Foram mais de doze horas, de pintura, música, banho de piscina, fotos, intervenções artísticas, manifestações coletivas de apreço pela cidade. As crianças pintando o sete. Numa liberdade de dar gosto. Brincaram com o megafone, comeram uva, tomaram banho. Foi tanta vontade guardada de um lugar e um dia como aquele que fizemos do Cais José Estelita nosso ancoradouro de boas ideias. Frases criativas, instagram de uma luz perfeita. Imagens inimagináveis no tempo dos nossos pais. Houve sim protesto. Buzinadas contra e a favor da gente. Houve quem destruiu as torres de papelão. Porque a vista é de encher a alma de ânimo novo. E não pode ser para alguns poucos. Porque ali foi um lugar escolhido há séculos para se armazenar. Guardar para tempos difíceis. Ficou estampado no rosto pintado da moçada que alegria de viver a cidade tem que ser para todo mundo. E tem a bacia ali. Aquela bahia. Encontro do rio com o mar. Aquele pôr do sol de deixar absorto.

.... (Confesso que em 1995 eu já fui até fazer um filminho recitando poesias. Escolhi porque sempre achei o lugar mais bonito da nossa praieira cidade...)

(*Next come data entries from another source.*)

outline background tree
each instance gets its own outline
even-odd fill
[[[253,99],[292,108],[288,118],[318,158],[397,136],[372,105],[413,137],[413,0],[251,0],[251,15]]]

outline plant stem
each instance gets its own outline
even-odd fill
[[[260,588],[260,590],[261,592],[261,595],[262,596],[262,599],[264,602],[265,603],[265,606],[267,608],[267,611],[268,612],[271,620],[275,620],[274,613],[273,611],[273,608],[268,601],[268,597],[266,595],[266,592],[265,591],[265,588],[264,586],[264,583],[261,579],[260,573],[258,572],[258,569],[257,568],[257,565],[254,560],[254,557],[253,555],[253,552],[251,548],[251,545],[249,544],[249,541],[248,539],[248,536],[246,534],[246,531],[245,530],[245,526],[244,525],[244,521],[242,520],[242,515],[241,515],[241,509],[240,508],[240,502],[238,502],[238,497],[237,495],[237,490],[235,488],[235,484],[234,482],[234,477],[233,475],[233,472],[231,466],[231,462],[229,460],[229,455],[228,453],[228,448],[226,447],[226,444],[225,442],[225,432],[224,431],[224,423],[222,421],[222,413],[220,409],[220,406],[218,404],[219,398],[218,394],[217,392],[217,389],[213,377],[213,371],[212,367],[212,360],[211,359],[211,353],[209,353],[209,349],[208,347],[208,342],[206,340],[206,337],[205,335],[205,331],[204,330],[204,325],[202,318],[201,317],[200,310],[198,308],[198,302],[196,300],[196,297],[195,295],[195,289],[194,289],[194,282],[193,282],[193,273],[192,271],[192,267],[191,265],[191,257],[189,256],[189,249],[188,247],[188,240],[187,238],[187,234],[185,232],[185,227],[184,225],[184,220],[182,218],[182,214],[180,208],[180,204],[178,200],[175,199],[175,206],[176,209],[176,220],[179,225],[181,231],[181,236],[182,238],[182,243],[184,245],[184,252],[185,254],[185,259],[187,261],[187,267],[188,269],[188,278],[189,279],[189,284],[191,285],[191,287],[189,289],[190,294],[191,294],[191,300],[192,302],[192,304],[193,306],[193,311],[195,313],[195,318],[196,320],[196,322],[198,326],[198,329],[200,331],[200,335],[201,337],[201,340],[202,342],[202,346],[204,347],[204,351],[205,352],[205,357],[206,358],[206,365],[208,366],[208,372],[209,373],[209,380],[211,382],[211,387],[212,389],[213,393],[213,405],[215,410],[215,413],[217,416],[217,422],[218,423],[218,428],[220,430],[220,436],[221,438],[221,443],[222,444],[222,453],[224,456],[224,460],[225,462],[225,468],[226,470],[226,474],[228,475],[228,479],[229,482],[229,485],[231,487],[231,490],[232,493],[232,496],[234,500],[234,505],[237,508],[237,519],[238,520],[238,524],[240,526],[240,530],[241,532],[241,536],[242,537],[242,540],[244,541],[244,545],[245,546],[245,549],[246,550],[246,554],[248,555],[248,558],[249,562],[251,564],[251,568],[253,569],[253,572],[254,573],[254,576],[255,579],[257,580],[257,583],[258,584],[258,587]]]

As conversas continuaram e continuarão para além do fim do dia. Daquele dia quinze de abril de dois mil e doze. OcupeEstelita virou a marca dos nossos sonhos de consumo, lugar onde todo mundo se encontra para fazer quase nada, a não ser como diriam os italianos, com talento, o "dolci far niente". A não ser, como diria Chico Science, "ficar pensando melhor". Ali, descascando laranja, tomando raspa raspa, tirando fotos, escalando paredes, ganhando altura, levantando cartazes estávamos sendo! Cidadãos que participam. Seres humanos que fazem algo importante, ser na cidade. Da cidade e para a cidade. Sonhar uma cidade e acordar fazendo esse sonho real. Ou alguém achou que a gente dessa cidade não tem um? Tem sim, e fomos ali para dizer às senhoras autoridades desautorizadas: "Ei, este assunto é com a gente, aqui! A cidade é nossa. Da gente mesmo. Vocês não receberam com voto, tutela para fazer o que bem querem com o bem que é nosso".

(um, dois, três, quatro, cinco, seis, sete, oito, nove, dez, onze)

Pode parar de contar? Parece até quem fica numerando torres. Até porque foi todo mundo do mundo que eu quero construir! Acha que uma pessoa não é o bastante? não consegue mudar? Pois faz diferença, sim. E dependendo de quem for, mais ainda. Foram mil pessoas, seguramente. E que mil pessoas! Como disse Beto Azoubel, "se Recife continuar uma cidade assim, onde posso encontrar pessoas dessa qualidade, eu fico por aqui". Eu tive lá acenando no calendário da história. E vi no olho de cada um e cada uma: não vão nos ignorar não. E isso já é um bom começo. Porque quando no céu pinta um arco-íris, pode escrever: vem vindo mudança grande por aí.